Simple: So you can't easily stick it back on and return it as new after you use it. They aren't your utensil rental service.
 
Found a flat and sticky Taco Bell bag that used to contain a food item stuffed in the far reaches of the couch. It was probably a bean burrito with added sour cream. It's hard to say because it was almost entirely consumed by the flies we have been battling for years and was covered in empty (hatched) fly eggs. Clearly, they weren't interested in it anymore because it was just a thin layer of sticky moldy black stuff that now weighed barely any more than the bag it was in. It had to have been there at least since last Fall. No clue why we never smelled it. We sniffed everywhere looking for the source of the fly population explosion last year.

Lol at this. Just lol.
 
Recently had our companies Verizon wireless rep inform me of a promotion. For every smart phone line we re-upped for a 2 year contract and new device, we could get a $100 credit per line. Fine, I'll take our 15 smart phone lines, upgrade their iPhone 4's to the 99 cent iPhone 5c, and our company can enjoy the $1500 credit on our bill. Easy, right? Nope. At Verizon wireless they want to make you work for it. After providing a list of the 15 lines to upgrade and instructions to the our rep, they upgraded 1 line that they weren't supposed to, and they upgraded 5 of the other lines twice. I ended up getting 6 phones that I wasn't supposed to get. Verizon rep apologizes, personally picks up the extra phones.

Today, I have a moment to do the first of the upgrades. Of course, the phone fails to activate, 30 minutes on the phone with customer service... Power it off, on, wifi, cellular, stand by the window, pull the sim card, clean the sim card, read the number off the sim card, read the device id, repeat repeat, never works. I ran out of time because the guy needed his phone back. I'm looking forward to going through this with 14 other devices...

Verizon wireless is fricking horrible
 
wow.... that's not a first world problem. that's third world torture!

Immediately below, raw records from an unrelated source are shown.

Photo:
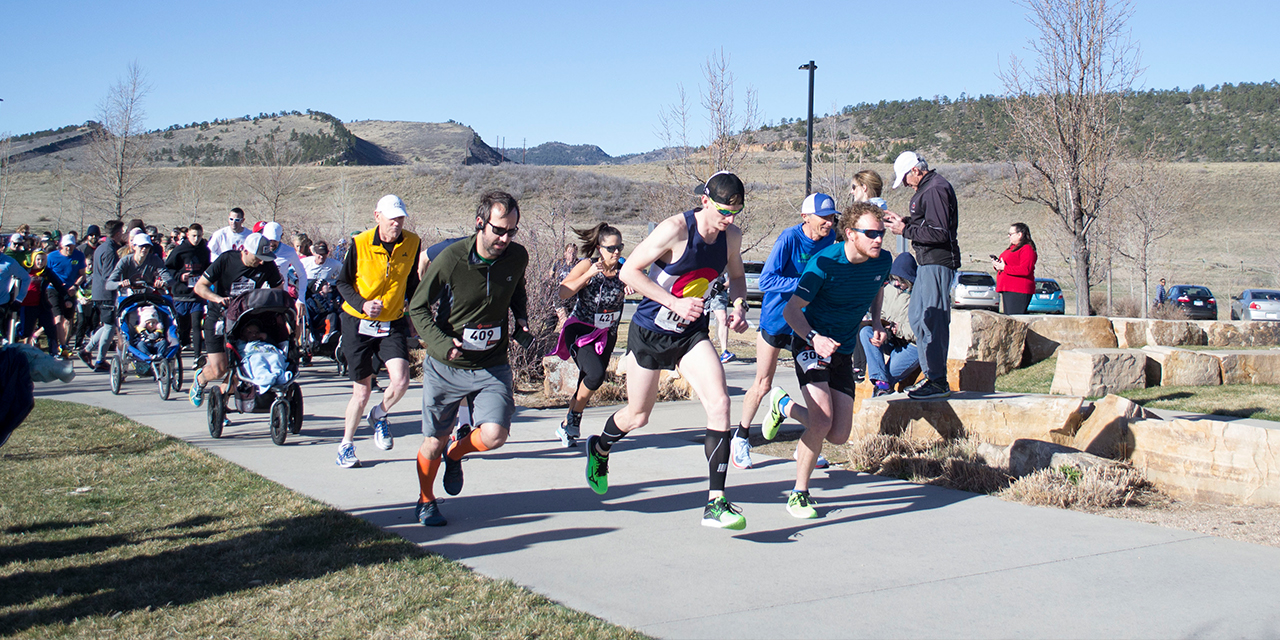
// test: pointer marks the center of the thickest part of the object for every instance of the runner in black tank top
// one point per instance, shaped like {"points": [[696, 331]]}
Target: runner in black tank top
{"points": [[684, 255]]}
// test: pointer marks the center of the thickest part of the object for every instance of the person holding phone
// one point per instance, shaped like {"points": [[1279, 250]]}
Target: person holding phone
{"points": [[472, 284], [1015, 270], [592, 328]]}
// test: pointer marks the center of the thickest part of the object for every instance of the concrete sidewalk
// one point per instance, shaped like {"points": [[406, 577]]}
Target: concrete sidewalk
{"points": [[887, 558]]}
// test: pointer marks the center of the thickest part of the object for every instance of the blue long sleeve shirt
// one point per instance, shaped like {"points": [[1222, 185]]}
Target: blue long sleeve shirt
{"points": [[781, 274]]}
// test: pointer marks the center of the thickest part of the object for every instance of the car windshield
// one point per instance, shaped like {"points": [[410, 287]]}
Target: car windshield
{"points": [[977, 280], [1046, 287]]}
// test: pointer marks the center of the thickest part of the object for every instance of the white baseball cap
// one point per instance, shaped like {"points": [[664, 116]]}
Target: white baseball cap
{"points": [[273, 231], [391, 206], [906, 160], [819, 204]]}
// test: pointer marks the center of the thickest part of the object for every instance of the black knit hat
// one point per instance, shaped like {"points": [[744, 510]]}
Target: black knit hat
{"points": [[723, 188]]}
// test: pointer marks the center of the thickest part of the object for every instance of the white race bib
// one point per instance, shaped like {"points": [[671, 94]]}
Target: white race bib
{"points": [[670, 320], [809, 361], [480, 339], [607, 320], [374, 328]]}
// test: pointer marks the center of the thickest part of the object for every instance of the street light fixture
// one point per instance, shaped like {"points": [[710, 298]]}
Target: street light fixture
{"points": [[808, 151]]}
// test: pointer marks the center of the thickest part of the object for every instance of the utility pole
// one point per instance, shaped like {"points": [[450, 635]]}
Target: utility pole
{"points": [[808, 150]]}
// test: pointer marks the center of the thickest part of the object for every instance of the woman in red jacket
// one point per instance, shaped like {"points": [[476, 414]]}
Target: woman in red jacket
{"points": [[1015, 270]]}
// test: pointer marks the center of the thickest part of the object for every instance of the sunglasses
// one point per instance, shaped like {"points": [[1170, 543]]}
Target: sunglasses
{"points": [[499, 232]]}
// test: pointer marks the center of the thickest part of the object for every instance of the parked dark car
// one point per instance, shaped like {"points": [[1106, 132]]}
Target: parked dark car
{"points": [[1197, 301], [1256, 305], [753, 279]]}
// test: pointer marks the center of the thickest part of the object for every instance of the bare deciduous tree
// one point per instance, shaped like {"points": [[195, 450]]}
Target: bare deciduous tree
{"points": [[730, 132], [5, 172], [273, 173], [1151, 210], [1065, 114], [117, 150]]}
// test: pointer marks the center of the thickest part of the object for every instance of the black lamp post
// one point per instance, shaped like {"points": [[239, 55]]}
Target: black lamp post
{"points": [[808, 150]]}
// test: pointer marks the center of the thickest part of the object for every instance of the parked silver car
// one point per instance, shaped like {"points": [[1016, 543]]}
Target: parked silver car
{"points": [[1256, 305], [974, 289]]}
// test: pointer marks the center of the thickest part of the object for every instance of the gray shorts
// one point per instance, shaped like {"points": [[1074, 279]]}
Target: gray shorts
{"points": [[489, 392]]}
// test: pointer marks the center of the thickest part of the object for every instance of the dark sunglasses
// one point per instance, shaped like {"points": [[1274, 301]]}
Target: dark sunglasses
{"points": [[501, 232]]}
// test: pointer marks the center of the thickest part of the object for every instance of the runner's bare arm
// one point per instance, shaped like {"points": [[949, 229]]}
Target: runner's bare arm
{"points": [[658, 246], [577, 278]]}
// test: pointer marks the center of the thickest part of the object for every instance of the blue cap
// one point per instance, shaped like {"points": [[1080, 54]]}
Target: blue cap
{"points": [[819, 204]]}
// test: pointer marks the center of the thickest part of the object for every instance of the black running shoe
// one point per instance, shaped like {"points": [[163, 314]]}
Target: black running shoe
{"points": [[452, 475], [428, 513], [932, 389]]}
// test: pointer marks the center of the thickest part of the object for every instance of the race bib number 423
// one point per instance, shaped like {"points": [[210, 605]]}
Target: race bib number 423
{"points": [[480, 338]]}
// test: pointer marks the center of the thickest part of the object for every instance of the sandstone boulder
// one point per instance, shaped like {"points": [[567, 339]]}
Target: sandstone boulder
{"points": [[1174, 333], [1249, 366], [1183, 368], [1206, 460], [1027, 456], [987, 337], [1095, 373], [993, 419], [1130, 332], [1106, 430], [1046, 334]]}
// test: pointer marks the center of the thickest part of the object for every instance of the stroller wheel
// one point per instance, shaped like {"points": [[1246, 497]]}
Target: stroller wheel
{"points": [[216, 411], [164, 378], [279, 420]]}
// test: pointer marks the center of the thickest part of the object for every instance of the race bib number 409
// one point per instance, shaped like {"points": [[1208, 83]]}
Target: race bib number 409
{"points": [[809, 361], [480, 338]]}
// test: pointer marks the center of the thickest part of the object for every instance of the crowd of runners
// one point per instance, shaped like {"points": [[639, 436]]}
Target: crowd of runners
{"points": [[832, 296]]}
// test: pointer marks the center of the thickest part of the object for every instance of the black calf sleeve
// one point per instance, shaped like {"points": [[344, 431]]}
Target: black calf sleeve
{"points": [[611, 435], [717, 458]]}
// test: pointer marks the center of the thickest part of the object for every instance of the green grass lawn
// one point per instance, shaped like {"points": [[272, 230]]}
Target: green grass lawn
{"points": [[112, 529], [1257, 401]]}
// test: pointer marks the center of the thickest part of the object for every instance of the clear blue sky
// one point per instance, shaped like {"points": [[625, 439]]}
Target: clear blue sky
{"points": [[585, 72]]}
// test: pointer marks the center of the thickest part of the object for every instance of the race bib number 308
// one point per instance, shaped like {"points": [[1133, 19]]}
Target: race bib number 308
{"points": [[481, 338]]}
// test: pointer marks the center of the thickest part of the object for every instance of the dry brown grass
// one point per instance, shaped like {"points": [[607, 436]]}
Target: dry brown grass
{"points": [[1093, 488]]}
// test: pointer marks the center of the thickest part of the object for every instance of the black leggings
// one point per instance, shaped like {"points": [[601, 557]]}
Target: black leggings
{"points": [[1015, 304], [592, 366]]}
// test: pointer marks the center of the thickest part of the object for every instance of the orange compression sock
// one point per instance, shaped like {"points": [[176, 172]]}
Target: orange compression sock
{"points": [[426, 470], [470, 444]]}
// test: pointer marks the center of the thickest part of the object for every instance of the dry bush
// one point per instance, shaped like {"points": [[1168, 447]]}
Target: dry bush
{"points": [[1065, 487]]}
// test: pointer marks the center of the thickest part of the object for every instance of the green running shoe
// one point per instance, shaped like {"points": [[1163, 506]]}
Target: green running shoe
{"points": [[771, 424], [721, 513], [801, 506], [597, 466]]}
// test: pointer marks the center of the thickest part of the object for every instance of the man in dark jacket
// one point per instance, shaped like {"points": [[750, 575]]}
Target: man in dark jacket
{"points": [[931, 225], [104, 263], [186, 263]]}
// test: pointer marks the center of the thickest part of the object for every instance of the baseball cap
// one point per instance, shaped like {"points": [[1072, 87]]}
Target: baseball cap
{"points": [[906, 160], [257, 245], [273, 231], [819, 204], [391, 206], [722, 187]]}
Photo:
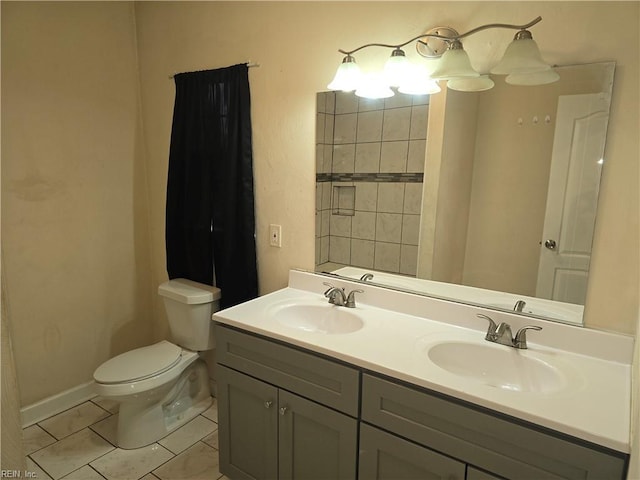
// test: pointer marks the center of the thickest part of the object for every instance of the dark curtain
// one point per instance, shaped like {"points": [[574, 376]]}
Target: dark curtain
{"points": [[210, 223]]}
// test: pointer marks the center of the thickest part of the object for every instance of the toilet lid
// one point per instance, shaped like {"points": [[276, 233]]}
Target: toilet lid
{"points": [[139, 364]]}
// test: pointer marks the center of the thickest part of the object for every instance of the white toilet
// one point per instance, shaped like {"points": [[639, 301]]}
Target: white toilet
{"points": [[163, 386]]}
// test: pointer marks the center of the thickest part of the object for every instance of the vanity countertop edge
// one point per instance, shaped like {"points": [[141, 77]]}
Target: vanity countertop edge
{"points": [[596, 407]]}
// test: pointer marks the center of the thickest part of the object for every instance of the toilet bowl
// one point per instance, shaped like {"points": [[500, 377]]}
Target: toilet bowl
{"points": [[162, 386]]}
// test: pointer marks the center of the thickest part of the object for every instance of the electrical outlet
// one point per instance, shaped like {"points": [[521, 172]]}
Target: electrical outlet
{"points": [[275, 235]]}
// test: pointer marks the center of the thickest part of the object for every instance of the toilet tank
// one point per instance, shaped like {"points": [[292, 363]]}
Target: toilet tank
{"points": [[189, 307]]}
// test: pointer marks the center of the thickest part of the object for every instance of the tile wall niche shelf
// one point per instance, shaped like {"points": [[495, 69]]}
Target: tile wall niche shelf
{"points": [[343, 200]]}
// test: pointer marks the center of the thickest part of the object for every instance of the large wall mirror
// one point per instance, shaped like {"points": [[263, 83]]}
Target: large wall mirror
{"points": [[488, 198]]}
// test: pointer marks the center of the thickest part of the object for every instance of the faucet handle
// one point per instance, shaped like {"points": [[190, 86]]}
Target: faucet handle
{"points": [[491, 331], [351, 299], [331, 287], [520, 340]]}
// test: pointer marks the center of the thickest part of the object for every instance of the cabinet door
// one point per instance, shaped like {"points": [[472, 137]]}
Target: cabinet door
{"points": [[248, 426], [386, 457], [315, 442]]}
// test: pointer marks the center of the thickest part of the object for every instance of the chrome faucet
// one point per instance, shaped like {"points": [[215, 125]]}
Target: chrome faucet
{"points": [[502, 333], [337, 296]]}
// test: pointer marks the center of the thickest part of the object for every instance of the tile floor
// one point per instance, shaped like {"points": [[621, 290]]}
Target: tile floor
{"points": [[79, 444]]}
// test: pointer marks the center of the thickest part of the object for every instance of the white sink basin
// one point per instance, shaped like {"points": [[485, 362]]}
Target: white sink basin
{"points": [[497, 366], [318, 318]]}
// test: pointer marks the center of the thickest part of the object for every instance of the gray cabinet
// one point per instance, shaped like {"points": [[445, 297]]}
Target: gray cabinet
{"points": [[286, 413], [481, 439], [387, 457], [248, 426], [267, 430]]}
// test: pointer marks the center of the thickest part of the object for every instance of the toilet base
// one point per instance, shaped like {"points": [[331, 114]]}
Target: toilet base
{"points": [[156, 414]]}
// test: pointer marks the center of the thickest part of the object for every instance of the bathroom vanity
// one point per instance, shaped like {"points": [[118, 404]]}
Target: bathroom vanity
{"points": [[362, 394]]}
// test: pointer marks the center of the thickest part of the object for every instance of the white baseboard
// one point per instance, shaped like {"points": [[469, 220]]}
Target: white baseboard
{"points": [[55, 404]]}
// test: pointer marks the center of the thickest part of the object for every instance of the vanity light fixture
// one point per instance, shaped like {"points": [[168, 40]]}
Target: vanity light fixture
{"points": [[521, 63]]}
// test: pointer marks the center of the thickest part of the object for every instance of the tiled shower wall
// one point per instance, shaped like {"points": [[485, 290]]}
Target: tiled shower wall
{"points": [[378, 147]]}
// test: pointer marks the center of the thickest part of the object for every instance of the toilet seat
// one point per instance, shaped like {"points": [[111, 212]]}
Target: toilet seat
{"points": [[139, 364]]}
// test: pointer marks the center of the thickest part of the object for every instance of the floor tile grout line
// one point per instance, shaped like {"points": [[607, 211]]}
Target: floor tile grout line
{"points": [[115, 447]]}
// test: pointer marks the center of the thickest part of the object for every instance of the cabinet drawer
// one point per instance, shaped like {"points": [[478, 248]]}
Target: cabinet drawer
{"points": [[324, 381], [490, 442], [386, 457]]}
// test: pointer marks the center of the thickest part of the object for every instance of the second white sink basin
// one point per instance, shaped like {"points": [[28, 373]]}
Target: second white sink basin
{"points": [[321, 318], [497, 366]]}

I'm trying to figure out the physical mechanics in my head and I'm like, even if I hop down the front stairway (ignoring the fact that I hate using that stairway on my crutches, since the railing is low and wobbly compared to the back stairs), I'd have to then somehow lift the box while balancing my weight on my crutches and then throw it back up to my apartment on the second floor a couple stairs at a time.

may as well just wait in torture for my BF to get home :\ gotta setup a pulley system or something to get stuff delivered upstairs.
 
I'm trying to figure out the physical mechanics in my head and I'm like, even if I hop down the front stairway (ignoring the fact that I hate using that stairway on my crutches, since the railing is low and wobbly compared to the back stairs), I'd have to then somehow lift the box while balancing my weight on my crutches and then throw it back up to my apartment on the second floor a couple stairs at a time.

may as well just wait in torture for my BF to get home :\ gotta setup a pulley system or something to get stuff delivered upstairs.

Tie it up with a rope, tie the rope around your waist, drag the box up the steps.
 
I have a cold. Medical science, still in its early infancy, has yet to figure out how to eradicate such an infestation in less than a day.
 
I bought a tripod. Got it in the mail, opened it up, and the screw where you attach your camera had no threads on it. Just a round hunk of metal.